On May 28, ADOT officially began construction on N20.
An official groundbreaking ceremony is scheduled June 9.
Marking months of planning and collaboration, the Navajo
Division of Transportation and ADOT are ready to officially break ground on the Navajo Route 20 paving project.
The ceremony, scheduled to take place 10 a.m. Sunday, June 9
at the Tsinaabaas Habitiin Elementary School in Bodaway-Gap, represents the
start of a project that will (in about three months) build a much shorter
detour around the closure on US 89
“The paving of 28 miles of dirt road for use as an emergency
detour route is unprecedented for Indian Country,” said Paulson Chaco, director of the Navajo Division of Transportation. “We have worked closely with ADOT and
our other partners to realize this project.”
More on the project
The Navajo Division of Transportation, ADOT, the Federal
Highway Administration and the Bureau of Indian Affairs have been working together
since the closure of US 89 to utilize N20 as a detour route.

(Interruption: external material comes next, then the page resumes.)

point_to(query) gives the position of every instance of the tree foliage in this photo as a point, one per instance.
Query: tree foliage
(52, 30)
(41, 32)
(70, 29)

Immediately after the road closure, Navajo Nation President
Ben Shelly directed the Navajo Division of Transportation to work with ADOT on
the possibility of paving N20 as an alternative detour route.
On Feb. 24, Shelly and Navajo Nation Executive Branch
leadership organized a meeting at the Bodaway-Gap Chapter and met with
residents affected by the road closure.
The Navajo Division of Transportation assisted ADOT with the
expedient processing of a temporary construction easement for construction. The
lengthy tribal process typically takes months and even years to complete.
ADOT’s easement was processed within weeks through assistance from tribal
departments and the BIA.
Currently, motorists are traveling a 115-mile detour,
driving east on US 160 to State Route 98 north for access to and from Page. The
new N20 detour route will reduce travel time and mileage by half.